Nicoleandmaggie asked "Is there a test you can take to see if you're with book or not?"
This is precisely the question I have. How do you know when you're writing a book?
I haven't done this before. I did not turn my dissertation into a book. It was conceived as a series of linked studies, discussions of the way a single theme worked in multiple texts. I mined it for articles (one good one, part of another, one bad one that never got published), and got tenure by writing articles. I'm not exactly an article-producing machine, but I do have a good idea of how to write an article and what one looks like.
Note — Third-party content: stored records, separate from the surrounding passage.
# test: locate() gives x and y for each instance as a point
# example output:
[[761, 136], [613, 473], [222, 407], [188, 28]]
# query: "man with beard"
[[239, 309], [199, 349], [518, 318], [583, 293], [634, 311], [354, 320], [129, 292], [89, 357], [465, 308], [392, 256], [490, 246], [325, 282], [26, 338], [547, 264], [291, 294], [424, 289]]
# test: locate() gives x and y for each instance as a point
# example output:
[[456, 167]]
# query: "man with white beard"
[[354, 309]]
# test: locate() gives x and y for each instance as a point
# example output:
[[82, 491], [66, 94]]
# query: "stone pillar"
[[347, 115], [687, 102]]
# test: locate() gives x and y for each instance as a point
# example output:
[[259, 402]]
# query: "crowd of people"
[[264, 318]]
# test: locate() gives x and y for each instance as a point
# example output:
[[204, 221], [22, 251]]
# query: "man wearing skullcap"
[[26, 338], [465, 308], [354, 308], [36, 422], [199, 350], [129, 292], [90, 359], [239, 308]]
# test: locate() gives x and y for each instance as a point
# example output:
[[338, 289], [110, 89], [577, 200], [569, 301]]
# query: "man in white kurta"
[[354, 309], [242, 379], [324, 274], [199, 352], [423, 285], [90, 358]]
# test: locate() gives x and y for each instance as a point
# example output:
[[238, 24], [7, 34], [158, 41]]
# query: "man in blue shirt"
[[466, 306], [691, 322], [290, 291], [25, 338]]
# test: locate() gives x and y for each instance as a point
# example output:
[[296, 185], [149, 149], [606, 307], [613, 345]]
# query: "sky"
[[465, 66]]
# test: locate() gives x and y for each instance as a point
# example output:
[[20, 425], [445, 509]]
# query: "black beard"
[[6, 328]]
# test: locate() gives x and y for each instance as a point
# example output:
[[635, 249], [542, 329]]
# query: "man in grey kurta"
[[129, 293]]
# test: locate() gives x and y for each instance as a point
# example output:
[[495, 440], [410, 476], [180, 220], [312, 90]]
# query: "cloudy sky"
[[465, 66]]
Over the years, I have planned two books (two different takes on the main idea, since there came a point where it seemed the first version wouldn't work), and worked on them in fits and starts: a conference paper here, another there, chapter "dump files" on my laptop into which I put quotations and insights I hope to use in that chapter. These files are not even zero-drafts, just a place to collect bits and pieces. For the last couple of years, I have been trying to clear the decks of various articles in various stages of production so that I could stop being distracted by such unfinished material and work on the latest version of the Putative Book as my sole project.
So this summer's article project was supposed to be part of that deck-clearing. I did not expect a conference paper to turn monograph-sized. But having finished writing up the first section of my outline and coming in around 6000 words this morning, either I am being incredibly long-winded, or I'm looking at a longer project.
Five chapters of around 6000 words each would be 30K words. I'm looking a friend's monograph, 128 pages before the notes and bibliography. Assuming 250 words to a page, that's 32K words. I think I'm in that ballpark.
So what's the test? How do you tell? How and when did you, gentle readers who have written books, know that that was what you were doing?